Cão se chama “maromba” e foi registrado pelo tutor no Acre (Fonte: Reprodução/Rede Amazônica Acre)

Em Rio Branco, no Acre, os tutores de cães e gatos devem fazer as identidades dos animais em cartórios e alguns já começaram a tirar o documento. A medida foi anunciada em novembro do ano passado com a criação da Lei 2.215, que regulamenta a criação, a guarda, utilização e transporte de animais domésticos na capital do Acre.

A lei também estabelece a proibição de animais domésticos soltos em locais públicos de maneira inadequada. Em situações como essa, os animais devem estar usando focinheira, coleira, guia e peitoral.

Em entrevista ao Acre TV, o oficial de registro público Gustavo Gil, disse que os responsáveis pelos animais devem levar na hora do registro o RG, CPF e comprovante de residência. Ele explica a importância da documentação para reunir o maior número de dados possível dos animais da cidade. Desta forma, caso o animal fuja, é possível usar as características do registro para reuni-lo novamente com seu tutor.

“Todos os dados do animal como espécie, raça, cor, pelagem vão ficar no registro. Se ele tiver microchip, o tutor deve trazer a numeração. Se for um animal com pedigree, essa numeração deve constar também. Então, no registro vão ficar todas as características do animal e o tutor vai conseguir relacionar o animal como seu efetivo guardião”, explicou.

Gabriela procurou cartório para registrar sua gata persa, em Rio Branco (Foto: Reprodução/Rede Amazônica Acre)

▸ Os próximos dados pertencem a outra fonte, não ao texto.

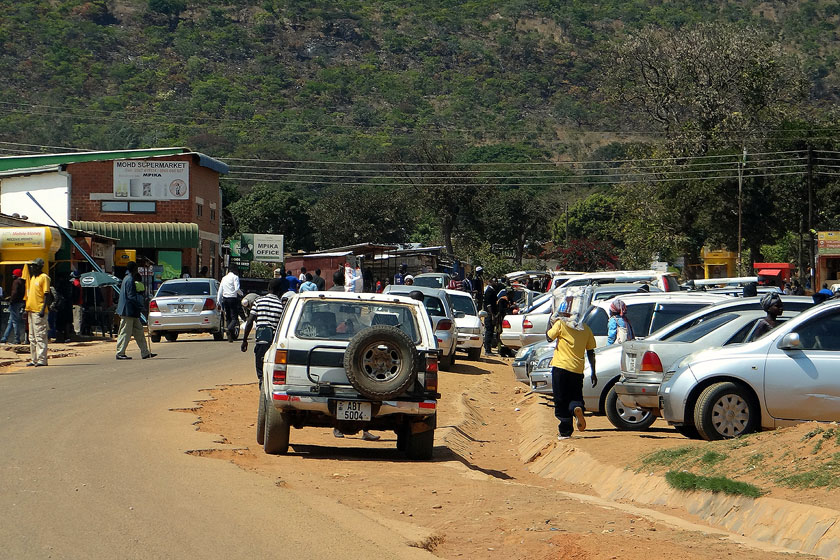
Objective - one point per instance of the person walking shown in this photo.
(36, 313)
(230, 294)
(128, 308)
(619, 329)
(574, 339)
(319, 281)
(265, 314)
(16, 304)
(773, 306)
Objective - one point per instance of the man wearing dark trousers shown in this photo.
(574, 339)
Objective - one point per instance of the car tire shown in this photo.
(725, 410)
(625, 418)
(276, 431)
(688, 431)
(420, 446)
(381, 362)
(261, 421)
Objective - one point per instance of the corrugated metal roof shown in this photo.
(159, 235)
(39, 160)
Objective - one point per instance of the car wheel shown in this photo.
(261, 421)
(688, 431)
(381, 362)
(420, 446)
(276, 434)
(725, 410)
(624, 417)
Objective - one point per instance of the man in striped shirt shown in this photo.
(265, 313)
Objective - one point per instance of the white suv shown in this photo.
(351, 362)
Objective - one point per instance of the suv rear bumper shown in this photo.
(286, 401)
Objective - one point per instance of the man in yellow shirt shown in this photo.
(573, 341)
(36, 309)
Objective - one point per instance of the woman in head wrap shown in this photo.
(618, 328)
(772, 304)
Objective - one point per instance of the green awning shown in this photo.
(160, 235)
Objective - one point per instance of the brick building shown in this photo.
(164, 204)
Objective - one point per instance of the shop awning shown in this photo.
(769, 272)
(160, 235)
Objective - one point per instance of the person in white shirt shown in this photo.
(229, 296)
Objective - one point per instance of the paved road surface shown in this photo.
(93, 465)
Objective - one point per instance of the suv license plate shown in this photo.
(352, 410)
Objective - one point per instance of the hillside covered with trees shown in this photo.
(516, 127)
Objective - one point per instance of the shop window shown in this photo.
(124, 206)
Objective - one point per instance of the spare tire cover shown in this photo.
(381, 362)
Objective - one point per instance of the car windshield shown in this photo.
(700, 330)
(340, 320)
(184, 289)
(429, 281)
(464, 304)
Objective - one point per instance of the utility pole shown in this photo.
(741, 165)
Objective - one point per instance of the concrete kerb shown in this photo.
(793, 526)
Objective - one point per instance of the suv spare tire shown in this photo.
(381, 362)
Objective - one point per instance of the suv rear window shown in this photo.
(184, 289)
(341, 320)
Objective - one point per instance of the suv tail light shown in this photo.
(651, 362)
(430, 379)
(280, 359)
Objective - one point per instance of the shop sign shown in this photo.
(828, 243)
(268, 248)
(151, 180)
(23, 238)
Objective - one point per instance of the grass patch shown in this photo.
(667, 457)
(682, 480)
(710, 458)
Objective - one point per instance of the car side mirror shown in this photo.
(790, 341)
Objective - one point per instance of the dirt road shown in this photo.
(476, 499)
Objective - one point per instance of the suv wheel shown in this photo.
(381, 362)
(624, 417)
(725, 410)
(276, 431)
(261, 421)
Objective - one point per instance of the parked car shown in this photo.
(439, 307)
(185, 305)
(787, 376)
(468, 324)
(650, 309)
(432, 280)
(351, 362)
(644, 362)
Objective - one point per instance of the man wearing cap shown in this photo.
(36, 312)
(15, 308)
(772, 304)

Em caso de separação judicial, a lei também facilita a guarda. Gabriela Borges é solteira e segundo ela o registro garante a segurança do animal. Tutora de uma gata persa, ela registrou o animal que ganhou até seu sobrenome e passou a se chamar Bibi de Melo Silva Borges.

“O registro é até para facilitar possíveis transportes em viagem. Também para ter uma certidão e pela vaidade de poder fazer um quadrinho com a certidão dela”, diz.

Eduardo Araújo também decidiu registrar seu cão da raça american bully, chamado “Maromba”.  “Eu preferi fazer, documentar até porque é uma questão de segurança minha e para o animal que eu considero como da minha família”, afirma.